I blundered into Latin translation in January of last year unintentionally. I just wanted to translate a few lines of the Carmen where I had my doubts that the previous translators had grasped the right meaning. I ended up translating all 835 lines of the Carmen and publishing the translation in the spring. Then came the hurtful realisation that I hadn't done as good a job as I believed, and that I had got several things flat wrong.
Instead of abandoning the effort of retranslating the Carmen, I decided to do it properly from first principles. I bought the digital images of the manuscript Carmen from the Royal Library of Brussels. No one had ever asked for these before, so I had to pay the price of having every precious page of manuscript photographed for the quality images I wanted.
It took five weeks. In the interim I went to the International Medieval Congress in Leeds and the Battle Conference in Cambridge. Meeting academic historians convinced me I didn't want to be one but helpfully clarified standards and expectations.
I still wanted to translate the Carmen and offer the best translation ever realised in English.
When the photographs arrived in late July, I went to work again. Instead of wondering what the manuscript really said while working from other historians' transcriptions, I could see for myself and make my own judgements. It was transformational. The transcription and translation that resulted were stronger and I stand ready to defend them.

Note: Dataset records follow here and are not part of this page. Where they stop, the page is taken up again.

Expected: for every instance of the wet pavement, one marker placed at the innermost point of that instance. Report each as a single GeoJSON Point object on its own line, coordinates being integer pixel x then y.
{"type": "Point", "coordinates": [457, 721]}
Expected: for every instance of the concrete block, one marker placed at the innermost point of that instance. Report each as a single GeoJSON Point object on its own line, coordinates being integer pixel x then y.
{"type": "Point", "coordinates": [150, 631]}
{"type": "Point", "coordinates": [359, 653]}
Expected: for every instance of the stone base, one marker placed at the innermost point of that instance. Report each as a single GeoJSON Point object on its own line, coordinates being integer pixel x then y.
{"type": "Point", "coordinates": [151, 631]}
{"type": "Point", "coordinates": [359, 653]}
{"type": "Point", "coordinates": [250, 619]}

There were still a few errors, but the helpful review of some of the friendlier academics and Latinists helped hone and polish the translation. I am particularly grateful to John Gillingham, David Bates and Elisabeth Van Houts - all professors of medieval history - and to Stephen Jenkins, Valerie Eads and Catherine Bilow who provided useful guidance on improving my grasp of Latin. Publish-on-demand allows updating the text as errors and infelicities come to light, so I will gratefully receive all criticism that is aimed at strengthening the text.
Engaging with historians and reading more broadly meant my analysis of the text improved markedly as I became aware of a richer context for the events of the Carmen. I am particularly proud of three edits from last fall. One is realising the distinction between tribute and customs duties in the Carmen, so that William grants relief from tribute to Winchester, settling for merely payment of customs levies. For that I am grateful to Niel Middleton for his paper Early medieval port customs, tolls and controls on foreign trade. The second was the realisation that Norman names might be distinct from English names for the same places, for which I am grateful to David Georgi for Language Made Visible: The Invention of French in England after the Norman Conquest. And finally, I came across a medieval text on mathematics that allowed me to translate to my own satisfaction the number of troops accompanying William on the Norman Conquest. These lines of the Carmen have been maddeningly elusive for all translators, but it turns out this was because we missed the joke. There was a medieval pun explained in a maths treatise which unravelled the mystery: ten times ten times ten is a thousand and therefore a cube. And five thousand more makes six thousand troops. Guy d'Amiens was an entertainer, educator and poet, and wove the maths pun into the Carmen.
All I ever wanted to do was to express the Carmen in English accurately. I hope to have done that now. Perhaps there may still be edits, but for the past three months I've been content. That's a record since I discovered the Carmen.